Le ski de rando – skimo pour les intimes – s’appelait autrefois le ski de printemps : il permet de s’affranchir des remontées mécaniques une fois les stations fermées (mais aussi quand elles sont ouvertes), grâce aux peaux de phoques qu’on accroche sous ses skis pour grimper face à la pente. Pour beaucoup, il incarne l’aventure au bout des spatules, le sentiment un peu mystique d’être un pionnier qui ride là où personne n’est encore passé. C’est une approche plus douce de la montagne, plus respectueuse de l’environnement, gratuite, où le plaisir de la descente récompense l’effort de la montée.
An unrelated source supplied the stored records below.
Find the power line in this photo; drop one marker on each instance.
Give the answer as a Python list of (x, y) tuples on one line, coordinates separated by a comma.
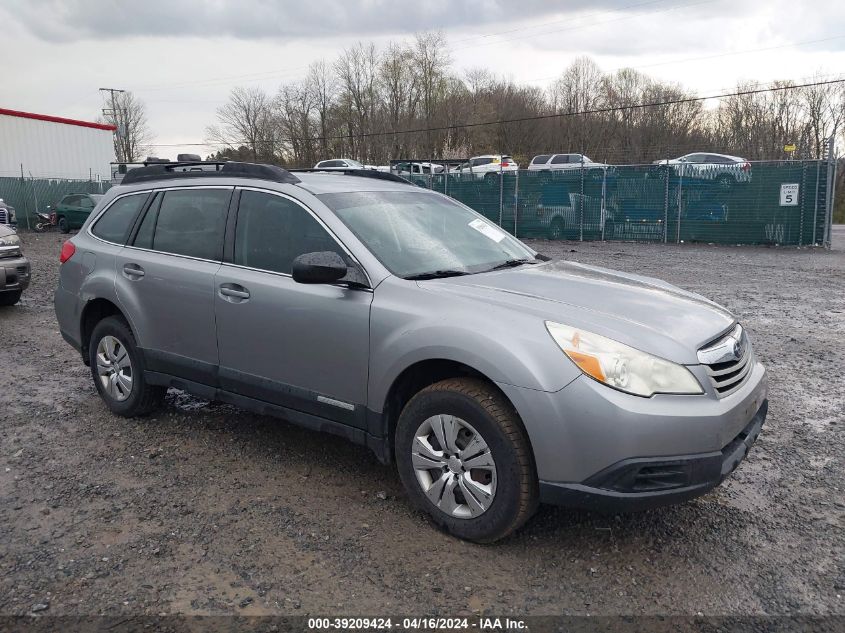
[(525, 119), (547, 24)]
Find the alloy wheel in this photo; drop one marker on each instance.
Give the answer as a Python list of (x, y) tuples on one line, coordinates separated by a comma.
[(454, 466)]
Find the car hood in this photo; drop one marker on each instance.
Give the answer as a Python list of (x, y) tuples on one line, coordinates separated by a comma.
[(648, 314)]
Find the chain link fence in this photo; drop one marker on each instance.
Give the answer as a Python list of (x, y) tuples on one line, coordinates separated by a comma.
[(770, 202), (28, 195)]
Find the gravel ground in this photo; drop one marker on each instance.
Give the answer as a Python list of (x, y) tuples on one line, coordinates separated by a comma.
[(204, 509)]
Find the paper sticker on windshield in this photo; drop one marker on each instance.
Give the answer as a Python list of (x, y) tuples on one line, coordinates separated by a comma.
[(488, 231)]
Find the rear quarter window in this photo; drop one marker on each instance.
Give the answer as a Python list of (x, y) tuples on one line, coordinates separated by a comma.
[(114, 224), (187, 222)]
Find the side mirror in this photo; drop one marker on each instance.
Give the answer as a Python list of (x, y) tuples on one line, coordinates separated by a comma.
[(323, 267)]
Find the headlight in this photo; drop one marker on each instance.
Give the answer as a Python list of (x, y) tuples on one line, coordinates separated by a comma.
[(620, 366)]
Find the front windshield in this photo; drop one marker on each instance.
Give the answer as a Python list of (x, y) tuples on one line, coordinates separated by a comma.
[(416, 233)]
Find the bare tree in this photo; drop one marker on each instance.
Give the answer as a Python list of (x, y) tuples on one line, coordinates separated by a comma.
[(247, 119), (132, 136), (322, 85)]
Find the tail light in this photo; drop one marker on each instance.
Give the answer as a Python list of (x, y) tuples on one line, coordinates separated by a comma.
[(68, 249)]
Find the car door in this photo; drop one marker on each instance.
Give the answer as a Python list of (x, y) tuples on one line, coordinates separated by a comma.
[(67, 207), (300, 346), (165, 279)]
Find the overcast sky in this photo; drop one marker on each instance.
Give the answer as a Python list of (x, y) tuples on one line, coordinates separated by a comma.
[(183, 57)]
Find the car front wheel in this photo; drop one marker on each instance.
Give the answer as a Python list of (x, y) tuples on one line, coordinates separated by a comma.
[(464, 458), (117, 368), (10, 298)]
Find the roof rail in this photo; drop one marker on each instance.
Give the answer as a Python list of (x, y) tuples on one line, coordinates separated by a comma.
[(363, 173), (208, 169)]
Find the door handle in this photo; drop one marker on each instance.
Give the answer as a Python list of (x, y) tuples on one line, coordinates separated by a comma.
[(234, 292), (133, 271)]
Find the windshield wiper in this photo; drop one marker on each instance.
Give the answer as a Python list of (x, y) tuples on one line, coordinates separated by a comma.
[(512, 263), (436, 274)]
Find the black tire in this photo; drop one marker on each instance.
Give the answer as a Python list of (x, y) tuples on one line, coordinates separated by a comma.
[(10, 298), (557, 229), (488, 411), (143, 398)]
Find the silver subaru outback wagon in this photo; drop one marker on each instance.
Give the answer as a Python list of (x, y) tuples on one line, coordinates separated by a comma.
[(355, 303)]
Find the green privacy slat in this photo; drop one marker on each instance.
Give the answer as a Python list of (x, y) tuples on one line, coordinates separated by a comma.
[(655, 203)]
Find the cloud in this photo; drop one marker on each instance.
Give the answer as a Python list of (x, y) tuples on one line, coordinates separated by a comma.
[(75, 20)]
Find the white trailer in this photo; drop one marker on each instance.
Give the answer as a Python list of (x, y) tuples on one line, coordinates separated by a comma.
[(50, 147)]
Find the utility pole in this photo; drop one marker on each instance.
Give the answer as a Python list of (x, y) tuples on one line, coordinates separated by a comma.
[(119, 122)]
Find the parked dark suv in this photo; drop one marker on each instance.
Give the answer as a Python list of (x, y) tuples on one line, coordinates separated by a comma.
[(356, 303)]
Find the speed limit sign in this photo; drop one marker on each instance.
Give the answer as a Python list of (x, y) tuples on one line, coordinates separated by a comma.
[(789, 195)]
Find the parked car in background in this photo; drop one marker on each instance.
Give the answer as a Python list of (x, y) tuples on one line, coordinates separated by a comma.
[(74, 209), (403, 320), (14, 267), (720, 168), (339, 163), (487, 166), (7, 214), (553, 162), (417, 169)]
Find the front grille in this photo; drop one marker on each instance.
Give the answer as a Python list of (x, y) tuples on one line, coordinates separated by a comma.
[(729, 373)]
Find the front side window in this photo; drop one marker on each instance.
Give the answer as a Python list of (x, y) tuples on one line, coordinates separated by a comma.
[(418, 233), (187, 222), (272, 231), (114, 224)]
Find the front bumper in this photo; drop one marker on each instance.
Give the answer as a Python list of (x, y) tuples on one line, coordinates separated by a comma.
[(585, 435), (14, 273), (643, 483)]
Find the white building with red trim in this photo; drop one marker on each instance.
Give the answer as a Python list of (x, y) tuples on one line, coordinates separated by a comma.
[(54, 147)]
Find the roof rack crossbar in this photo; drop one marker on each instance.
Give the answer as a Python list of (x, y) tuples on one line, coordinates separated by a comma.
[(203, 169), (363, 173)]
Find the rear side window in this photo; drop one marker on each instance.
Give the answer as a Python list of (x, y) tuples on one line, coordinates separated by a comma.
[(272, 231), (114, 224), (187, 222)]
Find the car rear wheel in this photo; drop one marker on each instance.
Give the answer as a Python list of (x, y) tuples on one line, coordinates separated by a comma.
[(10, 298), (118, 370), (464, 458)]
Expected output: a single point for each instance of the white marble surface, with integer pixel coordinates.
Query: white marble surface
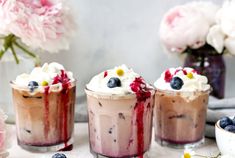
(81, 147)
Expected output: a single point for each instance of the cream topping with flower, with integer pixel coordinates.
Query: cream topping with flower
(44, 75)
(192, 81)
(99, 82)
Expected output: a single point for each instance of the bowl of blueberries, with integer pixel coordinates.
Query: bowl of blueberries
(225, 135)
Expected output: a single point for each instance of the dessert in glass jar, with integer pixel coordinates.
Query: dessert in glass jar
(44, 104)
(120, 105)
(181, 100)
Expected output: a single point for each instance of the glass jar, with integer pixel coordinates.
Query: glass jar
(207, 61)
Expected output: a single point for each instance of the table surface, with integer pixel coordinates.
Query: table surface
(81, 147)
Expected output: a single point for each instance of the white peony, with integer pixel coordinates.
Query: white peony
(187, 25)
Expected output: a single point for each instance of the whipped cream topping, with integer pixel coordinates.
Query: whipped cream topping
(192, 81)
(48, 74)
(127, 77)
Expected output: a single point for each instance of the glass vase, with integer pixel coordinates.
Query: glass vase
(207, 61)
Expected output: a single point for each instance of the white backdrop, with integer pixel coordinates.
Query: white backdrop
(115, 32)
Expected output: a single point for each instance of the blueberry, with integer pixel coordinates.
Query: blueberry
(32, 85)
(59, 155)
(225, 121)
(230, 128)
(176, 83)
(114, 82)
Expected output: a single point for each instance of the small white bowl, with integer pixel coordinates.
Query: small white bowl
(225, 140)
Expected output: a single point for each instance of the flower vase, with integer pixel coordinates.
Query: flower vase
(207, 61)
(9, 71)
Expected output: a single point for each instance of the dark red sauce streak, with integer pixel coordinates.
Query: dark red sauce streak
(105, 74)
(46, 116)
(142, 94)
(63, 78)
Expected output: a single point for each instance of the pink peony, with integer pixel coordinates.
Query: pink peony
(44, 24)
(187, 26)
(222, 35)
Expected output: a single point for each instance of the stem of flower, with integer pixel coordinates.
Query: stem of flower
(1, 53)
(14, 54)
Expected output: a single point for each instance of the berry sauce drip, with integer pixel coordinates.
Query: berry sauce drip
(142, 94)
(168, 76)
(46, 116)
(105, 74)
(65, 81)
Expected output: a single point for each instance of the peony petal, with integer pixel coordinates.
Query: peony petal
(230, 45)
(215, 38)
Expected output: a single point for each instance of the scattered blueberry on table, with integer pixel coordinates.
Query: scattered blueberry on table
(59, 155)
(227, 124)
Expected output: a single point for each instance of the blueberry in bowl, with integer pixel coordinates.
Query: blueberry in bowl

Accessible à tous, il doit quand même s’accompagner de précautions. Équipement, technique, sécurité, destinations : on vous dit tout dans ce guide ultime ski de rando ! 

Quelle différence avec le ski de fond ?

La base de la base

Appelé ski nordique, le ski de randonnée consiste à se déplacer en montagne en parcourant un dénivelé souvent important alors que le ski de fond se pratique sur des terrains plutôt plats, ou avec un dénivelé assez léger. La rando se pratique le plus souvent hors piste, en réalisant sa propre trace, souvent avec l’aide d’un guide de haute montagne alors que le ski de fond se pratique en station, sur des pistes dédiées à la pratique. Côté matériel : les skis de rando ont des patins plus larges et épais qui permettent d’avoir un ski stable dans tout type de neige.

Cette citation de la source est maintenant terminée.